I have an addiction. Different races are different flavors, different homes are different settings, my mind set to be blank. My mind set to be away. I don’t want to write books about experiences I wish I had.
I turn it on and off. This week I wanted to be out there, experiencing my city again, seeing my friends, out there doing things. Now it’s time for the grind. I’m excited for Vegas but it’s more because I am craving stability again. I like to alternate, do crazy partying for a while, chasing any girl that moves, going to any show I can find, buying as many drinks as I can with my friends so I can smoke out the hangover in the morning.
Then I eventually always get sick of it. Might take a week, or a month, but I get sick of it. I go back to eating well every day, drinking tons of water, eight hours of sleep, little drinking or smoking, working out, only being around girls that won’t cause drama or get on my shit about anything. I write in the mornings, have my coffee, read for hours at a time.
I’ve been told my way of life is revolting, sinful.
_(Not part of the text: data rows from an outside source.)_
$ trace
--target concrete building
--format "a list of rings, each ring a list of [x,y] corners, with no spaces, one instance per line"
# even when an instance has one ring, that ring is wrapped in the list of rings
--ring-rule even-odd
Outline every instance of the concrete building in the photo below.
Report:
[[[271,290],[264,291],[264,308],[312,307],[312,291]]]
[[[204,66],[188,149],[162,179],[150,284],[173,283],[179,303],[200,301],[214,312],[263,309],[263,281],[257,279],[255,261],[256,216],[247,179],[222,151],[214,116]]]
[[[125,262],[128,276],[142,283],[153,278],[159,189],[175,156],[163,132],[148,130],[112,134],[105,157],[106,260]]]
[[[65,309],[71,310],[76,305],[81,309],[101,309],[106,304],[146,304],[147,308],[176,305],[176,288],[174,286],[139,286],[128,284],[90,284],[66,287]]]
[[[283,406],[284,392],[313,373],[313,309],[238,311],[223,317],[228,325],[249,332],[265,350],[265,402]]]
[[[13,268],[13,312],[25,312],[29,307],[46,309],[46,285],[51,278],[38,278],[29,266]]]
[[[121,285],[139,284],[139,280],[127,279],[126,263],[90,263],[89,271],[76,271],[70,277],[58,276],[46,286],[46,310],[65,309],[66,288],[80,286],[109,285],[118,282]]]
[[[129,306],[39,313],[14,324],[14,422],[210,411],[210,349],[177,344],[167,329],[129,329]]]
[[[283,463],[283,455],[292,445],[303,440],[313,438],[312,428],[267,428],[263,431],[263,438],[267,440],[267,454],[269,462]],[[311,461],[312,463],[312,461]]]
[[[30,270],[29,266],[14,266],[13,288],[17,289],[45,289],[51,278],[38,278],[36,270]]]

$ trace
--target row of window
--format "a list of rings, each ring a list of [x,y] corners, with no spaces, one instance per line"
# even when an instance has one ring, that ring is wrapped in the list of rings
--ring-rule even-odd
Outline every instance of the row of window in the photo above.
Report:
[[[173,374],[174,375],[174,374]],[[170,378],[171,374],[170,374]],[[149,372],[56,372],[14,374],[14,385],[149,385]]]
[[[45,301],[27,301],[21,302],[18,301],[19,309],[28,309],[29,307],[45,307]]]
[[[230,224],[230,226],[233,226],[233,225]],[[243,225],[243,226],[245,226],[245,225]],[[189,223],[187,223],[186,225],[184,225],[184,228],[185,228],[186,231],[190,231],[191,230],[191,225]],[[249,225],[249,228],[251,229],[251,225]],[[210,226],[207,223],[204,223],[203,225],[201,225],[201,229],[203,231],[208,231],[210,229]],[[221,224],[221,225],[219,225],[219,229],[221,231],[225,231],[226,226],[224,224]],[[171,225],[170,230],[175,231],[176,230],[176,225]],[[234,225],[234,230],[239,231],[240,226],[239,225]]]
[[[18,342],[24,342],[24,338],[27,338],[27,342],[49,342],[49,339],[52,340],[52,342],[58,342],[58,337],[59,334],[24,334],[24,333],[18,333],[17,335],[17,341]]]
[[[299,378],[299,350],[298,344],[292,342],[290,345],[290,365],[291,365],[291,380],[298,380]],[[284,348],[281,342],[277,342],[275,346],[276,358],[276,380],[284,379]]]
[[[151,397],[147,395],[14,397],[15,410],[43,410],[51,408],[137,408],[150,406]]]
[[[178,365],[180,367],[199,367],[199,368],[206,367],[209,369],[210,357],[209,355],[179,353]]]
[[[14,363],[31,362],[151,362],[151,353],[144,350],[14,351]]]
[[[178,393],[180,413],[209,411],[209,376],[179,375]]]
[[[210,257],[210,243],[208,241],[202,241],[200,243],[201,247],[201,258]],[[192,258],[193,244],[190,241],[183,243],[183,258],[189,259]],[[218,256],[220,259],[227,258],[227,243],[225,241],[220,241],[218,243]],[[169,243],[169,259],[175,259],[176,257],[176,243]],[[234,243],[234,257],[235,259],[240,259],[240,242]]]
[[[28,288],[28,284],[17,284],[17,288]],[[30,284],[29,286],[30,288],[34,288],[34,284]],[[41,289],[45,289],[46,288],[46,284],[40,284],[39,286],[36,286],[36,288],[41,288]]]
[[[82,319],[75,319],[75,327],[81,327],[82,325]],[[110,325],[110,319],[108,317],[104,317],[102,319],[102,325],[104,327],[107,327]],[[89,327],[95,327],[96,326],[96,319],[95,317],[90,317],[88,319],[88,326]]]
I feel perfectly fine. It motivates my writing and my game to be out in the world. I see where the money is going, towards an endless summer, towards never being told what to do, to chase experiences that might make a book someday.
Now I just gotta stop being a wannabe with the writing thing and get on the book.
That and if I ever feel like a real whore or uncaring hedonist asshole I always have Bond18’s blog to make me feel better. = P Don’t get me wrong though, I got mad love for that guy’s blog.
Although I have a tendency to just not give a shit about all that. Everyone watches Anthony Bourdain and loves him. So many people read blogs like this. Most people who talk shit about being like this, wish they were this. They have moral boundaries only because it’s convenient, and they enjoy the view from such a high horse.
In Vegas I’m probably just going to be trying to play as much poker as possible. I want to wake up and grind a live event and then when I’m done go back and grind. I will have to fit in working out otherwise I will go insane, but I am not sure about writing. It will all depend on how frantic the series will require me to be.
I’m psyched to play live tournaments again. Not that there is a ton of money in them (calculating your hourly in a $1k when you’re backed is so depressing) but just getting deep in live tournaments is one of my favorite things in the world. I’m hoping to put some money together here and then get out of the states again, for more relaxed pastures. I want to work really hard on writing after the series, so I want to grind as much as possible right now.
They just announced that we’re starting on our descent. Jerry from Pokerpwnage.com is supposed to be waiting for me to take me to the Pokerpwnage.com house. A lot of my friends are already in Vegas. This is going to be a fun (insanity-inducing) ride.
The lights go on forever here. The city is so flat.